Multivehicle Cooperative Lane Change Control Strategy for Intelligent Connected Vehicle

In order to improve the safety, stability, and efficiency of lane change operating, this paper proposes a multivehicle-coordinated strategy under the vehicle network environment. The feasibility of collaborative lane change operation is established by establishing a gain function based on the incentive model. By comparing lane change gain with lane keeping gain, whether it is feasible to perform the collaboration under current conditions can be judged. Based on the model predictive control (MPC), a multiobjective optimization control function for cooperative lane change is established to realize the distributed control. A novel two-stage cooperative lane change framework is proposed, which divides the lane change process into the lane change phase and the longitudinal headway adjustment phase.
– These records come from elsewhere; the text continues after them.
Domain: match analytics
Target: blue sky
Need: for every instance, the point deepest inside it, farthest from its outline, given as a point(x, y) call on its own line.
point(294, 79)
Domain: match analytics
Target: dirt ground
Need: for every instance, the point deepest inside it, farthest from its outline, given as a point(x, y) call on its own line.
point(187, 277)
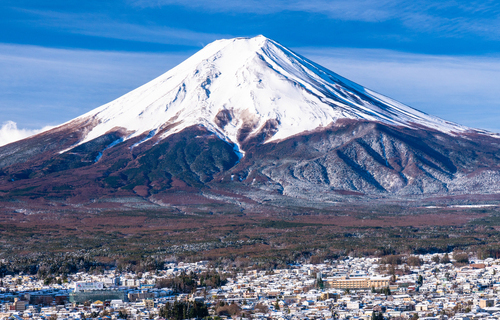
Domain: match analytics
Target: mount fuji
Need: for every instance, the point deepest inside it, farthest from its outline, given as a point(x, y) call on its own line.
point(249, 118)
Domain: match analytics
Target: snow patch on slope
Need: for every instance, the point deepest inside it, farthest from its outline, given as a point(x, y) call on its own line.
point(256, 80)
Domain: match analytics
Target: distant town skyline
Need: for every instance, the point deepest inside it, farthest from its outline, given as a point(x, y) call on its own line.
point(61, 59)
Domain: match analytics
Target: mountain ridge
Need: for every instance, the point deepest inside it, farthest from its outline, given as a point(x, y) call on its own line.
point(250, 118)
point(251, 83)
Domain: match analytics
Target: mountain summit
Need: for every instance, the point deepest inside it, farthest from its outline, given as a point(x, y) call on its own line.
point(247, 118)
point(237, 87)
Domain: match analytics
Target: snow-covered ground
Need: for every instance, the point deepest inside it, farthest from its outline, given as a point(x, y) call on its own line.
point(254, 80)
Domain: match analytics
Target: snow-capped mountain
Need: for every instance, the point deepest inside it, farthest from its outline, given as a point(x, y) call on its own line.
point(249, 118)
point(239, 85)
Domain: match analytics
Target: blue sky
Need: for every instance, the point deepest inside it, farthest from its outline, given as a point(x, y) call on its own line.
point(59, 59)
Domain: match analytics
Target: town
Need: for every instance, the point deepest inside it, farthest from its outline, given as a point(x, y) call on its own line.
point(437, 286)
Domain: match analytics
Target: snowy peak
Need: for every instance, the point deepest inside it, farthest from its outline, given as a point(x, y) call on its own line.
point(239, 87)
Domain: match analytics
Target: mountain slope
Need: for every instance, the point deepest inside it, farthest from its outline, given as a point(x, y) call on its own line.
point(251, 117)
point(236, 87)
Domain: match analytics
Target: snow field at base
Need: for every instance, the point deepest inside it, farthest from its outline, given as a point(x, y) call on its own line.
point(256, 80)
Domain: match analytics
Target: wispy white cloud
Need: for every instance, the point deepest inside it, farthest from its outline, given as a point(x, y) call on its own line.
point(41, 86)
point(9, 132)
point(102, 25)
point(452, 18)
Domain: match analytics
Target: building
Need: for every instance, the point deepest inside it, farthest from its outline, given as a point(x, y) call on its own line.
point(357, 283)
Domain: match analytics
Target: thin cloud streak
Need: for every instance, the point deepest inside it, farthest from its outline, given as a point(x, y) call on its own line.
point(41, 86)
point(10, 133)
point(450, 18)
point(101, 25)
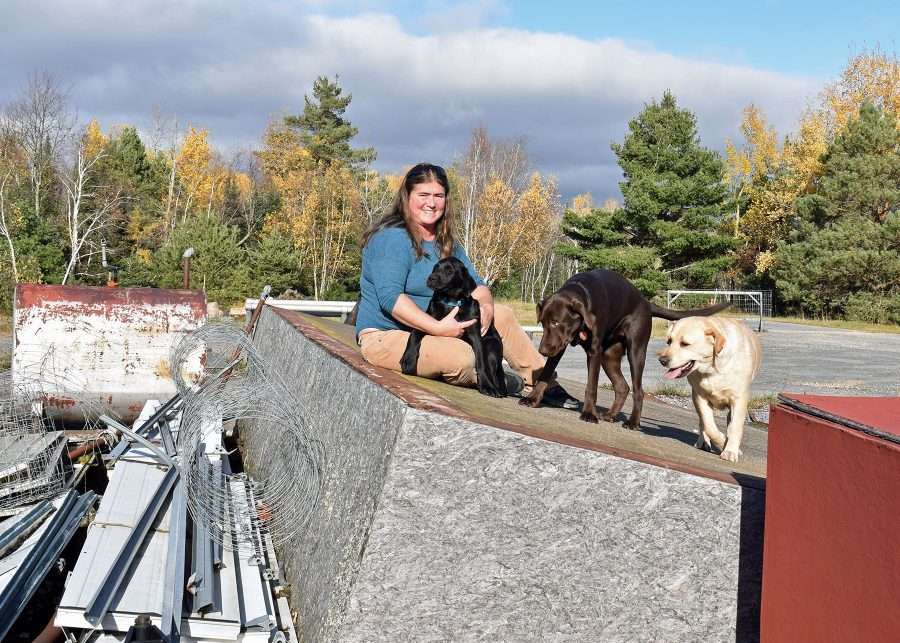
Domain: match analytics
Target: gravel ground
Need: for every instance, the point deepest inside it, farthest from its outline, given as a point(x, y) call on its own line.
point(796, 359)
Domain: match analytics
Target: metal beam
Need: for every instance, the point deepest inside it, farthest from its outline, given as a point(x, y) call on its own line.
point(173, 599)
point(98, 605)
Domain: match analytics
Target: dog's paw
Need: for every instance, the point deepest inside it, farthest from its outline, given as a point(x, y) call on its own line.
point(408, 366)
point(731, 455)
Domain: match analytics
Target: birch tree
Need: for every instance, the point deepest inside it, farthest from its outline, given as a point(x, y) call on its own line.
point(40, 121)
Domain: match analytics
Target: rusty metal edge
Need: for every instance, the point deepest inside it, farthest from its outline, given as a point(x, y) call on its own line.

It is significant to solve the difficult numerical problem caused by the dimension of collision-avoidance constraints and the nonlinearity of vehicle kinematics. In the first stage, the subject vehicle completes lane change operation. Both longitudinal and lateral movements of the vehicle are considered to optimize the acceleration and the error of following distance at this stage; in the second stage, the operation of adjusting longitudinal headway between vehicles in the target lane is completed, and at this period, only the longitudinal motion of the vehicle is considered to optimize the vehicle acceleration error. The rolling optimization time domain algorithm is used to solve the optimization control problem step by step. Finally, based on the US NGSIM open-source traffic flow database, the accuracy and feasibility of the proposed strategy are verified.